Vanishing & Exploding Gradients
- Rectified Linear Unit (ReLU)
Regularization
Batch Normalization
References

Before 2000, deep neural networks could not be trained because computational costs were extremely high and none of the hardware back then could handle such intensive computation. By 2010, deep neural networks—a neural network with a lot of hidden layers—could be trained effectively. Compared to shallow networks, deep neural networks are more expressive and are capable of solving complex problems. However, naively increasing the number of layers and making the neural network deeper will cause problems in training. Deeper networks are prone to overfitting, and also have the vanishing gradient problem. In this post, we will discuss vanishing gradients and its solution, along with dropout which mitigates overfitting and finally batch normalization which solves the internal covariate shift problem.

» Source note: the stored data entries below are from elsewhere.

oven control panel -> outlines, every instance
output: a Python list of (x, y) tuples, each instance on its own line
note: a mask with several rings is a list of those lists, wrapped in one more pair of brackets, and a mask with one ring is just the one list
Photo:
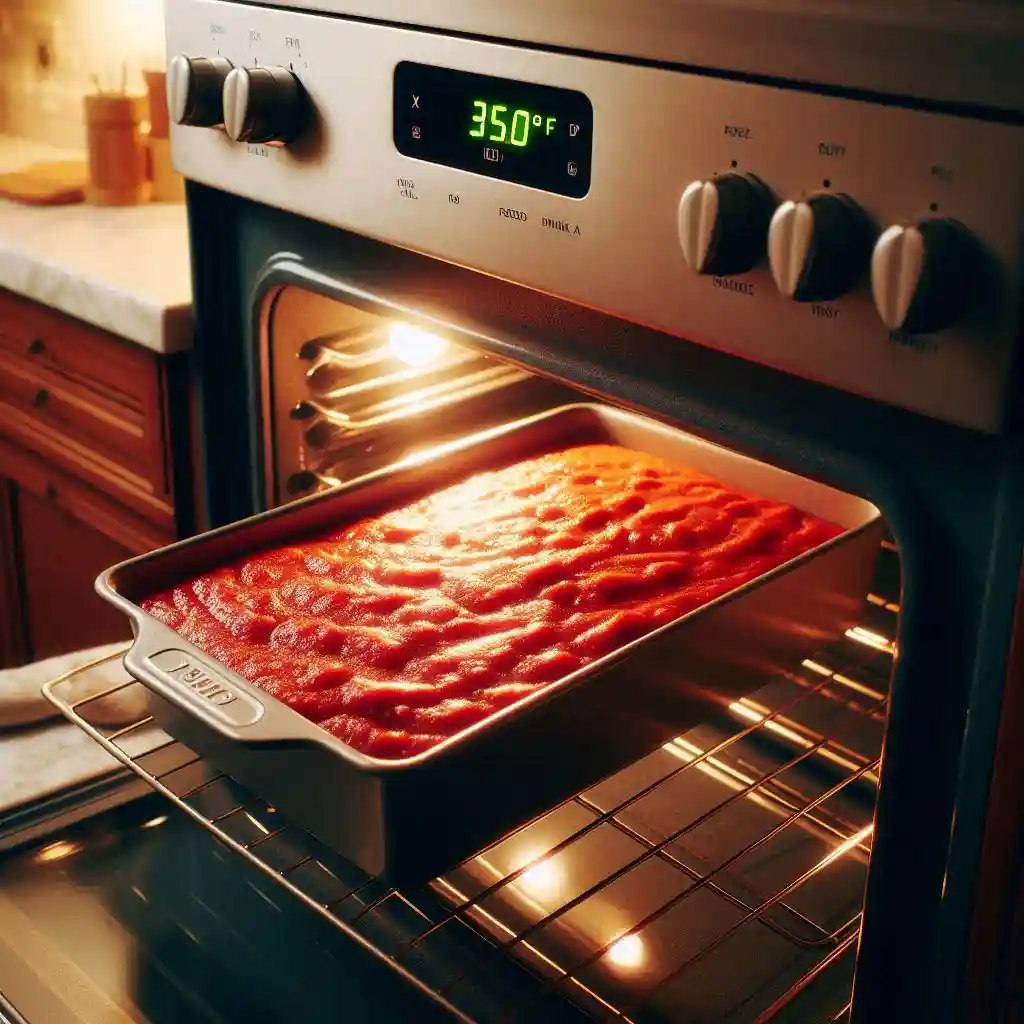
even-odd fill
[(1024, 127), (167, 0), (187, 177), (995, 432)]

Vanishing & Exploding Gradients

Previously, we frequently used the sigmoid activation function for our non-linear transformation in neural networks. One property of the sigmoid function is that its range is always (0,1). If the network gets deeper, it means activations are repeatedly multiplied through the chain rule and here is where the issue arises. Multiplying a value in the range (0,1) several times will cause the value to converge to 0. But the gradient has a multiplicative sigmoid derivative at each activation, since the derivative of sigmoid is

$$ \frac{\partial}{\partial x}\sigma (x) = \sigma (x) (1-\sigma (x)) $$

The gradient will then converge to 0 and the network will be unable to learn, since the gradient is near 0.

Similarly, if the gradient values are extremely big for various layers, the value may exponentially increase and become infinity or NaN, thus unable to train. This is called the exploding gradient problem.

Rectified Linear Unit (ReLU)

Since the derivatives of the activation function are the major terms of gradients, we can prevent gradient vanishing by replacing the sigmoid activation with another non-linear function. This is where we use ReLU (Rectified Linear Unit). ReLU is defined as follows.

$$ f(x) = \begin{cases} x\space (x > 0) \\\\ 0\space (x\le 0) \end{cases} $$

Its derivative will then become

$$ \frac{d}{dx}f(x) = \begin{cases} 1\space (x > 0) \\\\ 0\space (x\le 0) \end{cases} $$

Now every term which was the derivative of sigmoid is now replaced with 1 or 0. The values are binary, which is now simpler and lightweight, preserving previous gradient values. It is also non-linear, so it satisfies the non-linearity condition needed in activation functions.

ReLU significantly reduces the vanishing gradient problem and is computationally much more efficient than the sigmoid activation function. Despite these advantages, ReLU still has problems in very deep neural networks because they still suffer from optimization issues when the network has too many layers. This problem will be discussed in a future post.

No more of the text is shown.